Часть 38 из 49 В начало
Для доступа к библиотеке пройдите авторизацию
— В Дордрехте, — сказал Бокстель.
— Вы лжете! — закричала Роза. — Монсеньор, — добавила она, обратившись к принцу, — я вам расскажу истинную историю этих трех луковичек. Первая была раздавлена моим отцом в камере заключенного, и этот человек прекрасно это знает, так как он надеялся завладеть ею, а когда узнал, что эта надежда рушится, то чуть не поссорился с моим отцом. Вторая, при моей помощи, выросла в черный тюльпан, а третья, последняя (девушка вынула ее из-за корсажа), третья, вот она, в той же самой бумаге, в которой мне ее дал Корнелиус вместе с двумя другими луковичками, перед тем как идти на эшафот. Вот она, монсеньор, вот она!
И Роза, вынув из бумаги луковичку, протянула ее принцу, который взял ее в руки и стал рассматривать.

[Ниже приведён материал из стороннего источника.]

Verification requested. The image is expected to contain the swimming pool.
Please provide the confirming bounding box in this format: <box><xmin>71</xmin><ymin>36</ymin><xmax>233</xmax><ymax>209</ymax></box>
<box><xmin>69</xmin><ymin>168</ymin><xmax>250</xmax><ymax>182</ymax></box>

— Но, монсеньор, разве эта девушка не могла ее украсть так же, как и тюльпан? — бормотал Бокстель, испуганный тем вниманием, с каким принц рассматривал луковичку; а особенно его испугало то внимание, с которым Роза читала несколько строк, написанных на бумажке, которую она держала в руках. Неожиданно глаза молодой девушки загорелись, она, задыхаясь, прочла эту таинственную бумагу и, протягивая ее принцу, воскликнула:
— О, прочитайте ее, монсеньор, умоляю вас, прочитайте!
Вильгельм передал третью луковичку председателю, взял бумажку и стал читать.
Едва Вильгельм окинул взглядом листок, как он пошатнулся, рука его задрожала, и казалось, что он сейчас же выронит бумажку; в глазах его появилось выражение жестокого страдания и жалости.
Этот листок бумаги, который ему передала Роза, и был той страницей Библии, которую Корнель де Витт послал в Дордрехт с Кракэ, слугой своего брата Яна де Витта, с просьбой к Корнелиусу сжечь переписку великого пенсионария с Лувуа.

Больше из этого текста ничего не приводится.